Thailandia, presenze e spese turistiche in crescita durante il Songkran

[ 0 ]

Tourism Authority of Thailand ha reso noti i dati delle entrate da spesa turistica relativi al Songkran 2019. Il Governatore TAT Yuthasak Supasorn, ha dichiarato che durante le celebrazioni del Capodanno thailandese, dal 12 al 16 aprile 2019, le entrate totali da arrivi internazionali e viaggi nazionali hanno raggiunto quota 22mld di Baht (circa 616mln di euro), con un aumento del 15% rispetto all’anno precedente. Il numero di arrivi internazionali è di 543.300 unità (in crescita dell’8% su base annua) per oltre 10mld di Baht (circa 280mln di euro), che equivalgono a un +14% di entrate rispetto al 2018. La performance degli arrivi internazionali è, in generale, vicina alle proiezioni. L’Asia orientale ha rappresentato il mercato più importante per gli arrivi stranieri. Numeri più alti del previsto da Hong Kong e India.
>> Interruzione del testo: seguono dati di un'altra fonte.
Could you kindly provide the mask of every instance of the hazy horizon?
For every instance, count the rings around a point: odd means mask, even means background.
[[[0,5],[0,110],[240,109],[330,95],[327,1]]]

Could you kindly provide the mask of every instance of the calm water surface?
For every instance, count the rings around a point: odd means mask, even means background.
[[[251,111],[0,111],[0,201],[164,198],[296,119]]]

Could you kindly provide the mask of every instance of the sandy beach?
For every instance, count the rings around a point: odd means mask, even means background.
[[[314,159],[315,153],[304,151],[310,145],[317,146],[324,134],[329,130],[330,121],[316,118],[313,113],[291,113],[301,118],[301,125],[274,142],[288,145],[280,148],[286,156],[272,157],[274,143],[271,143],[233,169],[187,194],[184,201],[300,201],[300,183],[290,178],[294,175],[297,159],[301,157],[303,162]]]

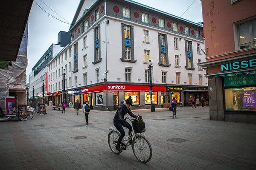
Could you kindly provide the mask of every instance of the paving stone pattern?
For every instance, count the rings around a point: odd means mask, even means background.
[[[146,122],[152,159],[138,162],[128,147],[119,155],[108,144],[115,111],[47,107],[47,115],[0,122],[0,170],[256,169],[256,125],[209,120],[209,107],[132,110]],[[126,130],[128,133],[127,130]]]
Anche il mercato interno si è rivelato vicino alle aspettative. Per raccontare le tradizioni locali dell’annuale festival thai dell’acqua, TAT ha organizzato appuntamenti ed eventi nelle tre destinazioni emergenti di Tak, Mukdahan e Ranong. Ha inoltre sostenuto attività in altre 10 province (Bangkok, Ayutthaya, Chachoengsao, Chon Buri, Chiang Mai, Sukhothai, Lampang, Udon Thani, Songkhla e Phuket). Mentre il Songkran si svolge tradizionalmente dal 13 al 15 aprile di ogni anno, ci sono alcuni luoghi che ospitano feste locali uniche anche in periodi successivi. Dal 19 al 27 aprile a Na Haeo di Loei, nel nord-est della Thailandia, i locali celebrano il capodanno thailandese con una processione di alberi da fiore. Nella regione orientale, a Pattaya-Naklua vicino Chon Buri, si celebra il Wan Lai (giornata dell’acqua) tra il 18 e il 19 aprile. Nella parte più orientale del paese la celebrazione si svolge l’ultimo venerdì di aprile.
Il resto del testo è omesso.